A post about another church… Well, there are some 250 churches / religious buildings in Paris – with a domination of the Roman Catholic ones – some 140 … and so far this blog has only posts about some 50 (and my previous blog less than 10), so there is more to do.

The Saint-Augustin Church was built during the 1860’s in an area, then completely newly shaped by Haussmannian boulevards … One considered that there was a need for another prestigious church building. During the construction, it was thought that the Emperor Napoleon III should find his place of rest in this church. (Finally after the capitulation in 1870 and his death in 1873, he found his grave in England.)  

The architect, Victor Ballard (1805-74) – more famous for “Les Halles” – had a tough job: A triangular space between existing avenues and streets and a wish to have a cupola which should be visible from afar. We can see how the church actually has some unusual proportions. The official entrance side, behind the Joan-of-Arc statue, looks quite narrow. It’s when you turn around to the opposite side that you see how big the church actually is. (Part of the exterior has just been cleaned… on the Google Earth picture, the restoration is ongoing.)

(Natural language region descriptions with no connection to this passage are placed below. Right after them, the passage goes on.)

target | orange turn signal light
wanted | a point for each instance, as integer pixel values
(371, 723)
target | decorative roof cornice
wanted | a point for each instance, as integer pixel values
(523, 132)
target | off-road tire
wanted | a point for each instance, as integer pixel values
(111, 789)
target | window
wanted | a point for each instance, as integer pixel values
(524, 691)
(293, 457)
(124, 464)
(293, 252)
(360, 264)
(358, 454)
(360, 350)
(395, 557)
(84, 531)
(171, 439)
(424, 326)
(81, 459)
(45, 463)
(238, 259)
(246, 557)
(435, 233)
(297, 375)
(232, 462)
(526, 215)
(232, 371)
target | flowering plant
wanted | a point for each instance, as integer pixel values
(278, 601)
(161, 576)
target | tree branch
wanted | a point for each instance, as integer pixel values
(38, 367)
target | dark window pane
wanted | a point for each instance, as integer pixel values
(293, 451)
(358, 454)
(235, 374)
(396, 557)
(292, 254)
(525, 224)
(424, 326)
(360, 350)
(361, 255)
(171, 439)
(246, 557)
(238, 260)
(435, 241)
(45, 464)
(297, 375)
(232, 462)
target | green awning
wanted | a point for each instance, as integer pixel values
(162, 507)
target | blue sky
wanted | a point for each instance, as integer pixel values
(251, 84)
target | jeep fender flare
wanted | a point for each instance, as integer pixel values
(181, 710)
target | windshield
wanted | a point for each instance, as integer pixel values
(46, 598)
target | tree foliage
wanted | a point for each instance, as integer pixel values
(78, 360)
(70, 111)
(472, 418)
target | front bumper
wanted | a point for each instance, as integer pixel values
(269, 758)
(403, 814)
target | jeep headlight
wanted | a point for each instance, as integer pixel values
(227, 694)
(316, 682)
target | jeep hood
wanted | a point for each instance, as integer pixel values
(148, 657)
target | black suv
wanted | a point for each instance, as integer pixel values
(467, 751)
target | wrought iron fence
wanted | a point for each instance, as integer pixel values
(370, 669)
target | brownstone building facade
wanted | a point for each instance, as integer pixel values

The church architecture was actually quite criticized, perhaps also because Ballard was a protestant and that this is a catholic church. Many found the cupola to be out of proportion. (Please note the little red lantern on top of the cupola, some kind of a Ballard signature.)

Some details from the front side.

Looking at the interior, what is very distinctive is the use of iron, especially visible in the ceiling, something quite new for the period – of course a Ballard speciality with the experience from Les Halles.

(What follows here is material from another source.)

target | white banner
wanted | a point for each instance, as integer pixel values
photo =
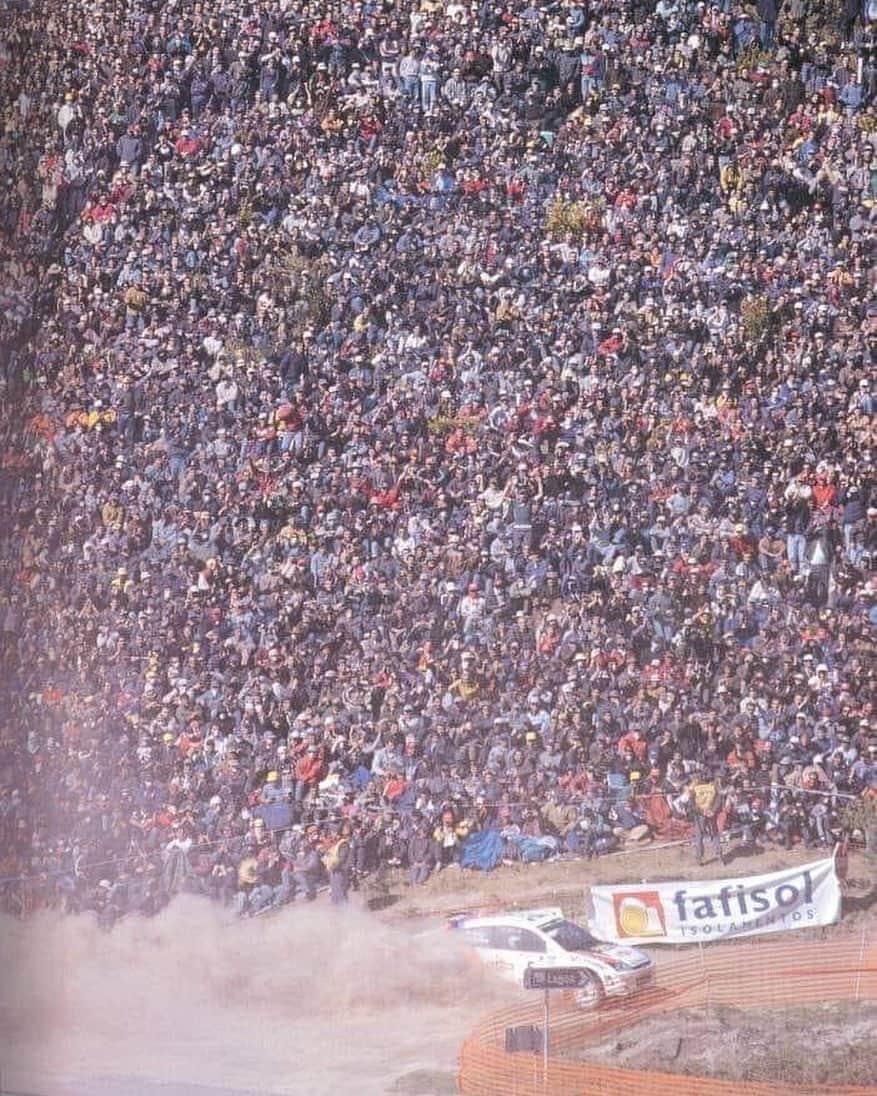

The church is quite dark and some cleaning also of the inside would be welcome.

There are two organs, the main one was one of the very first church organs to employ electricity.


Maria Russell said...

And why is Napoleon III buried in England?
The fact that he died there does not mean he should have stayed there, right?
Last I heard, he was the one responsible for the transformation - among a million other great things - into what the capital of the French is today...
French logic 101:
1-A miracle worker like Napoleon III, to exile, in disgrace, of course...
2-A traitor like Bernadotte, to the Swedish throne...
Both of them born and bred in France!
Go figure!

Jeanie said...

Maybe it's out of proportion but I think it's lovely!

joanna said...

Amazing and extraordinary beautiful to look at. -- Architecturally the building in my humble opinion still is very successful even with the out of proportion design.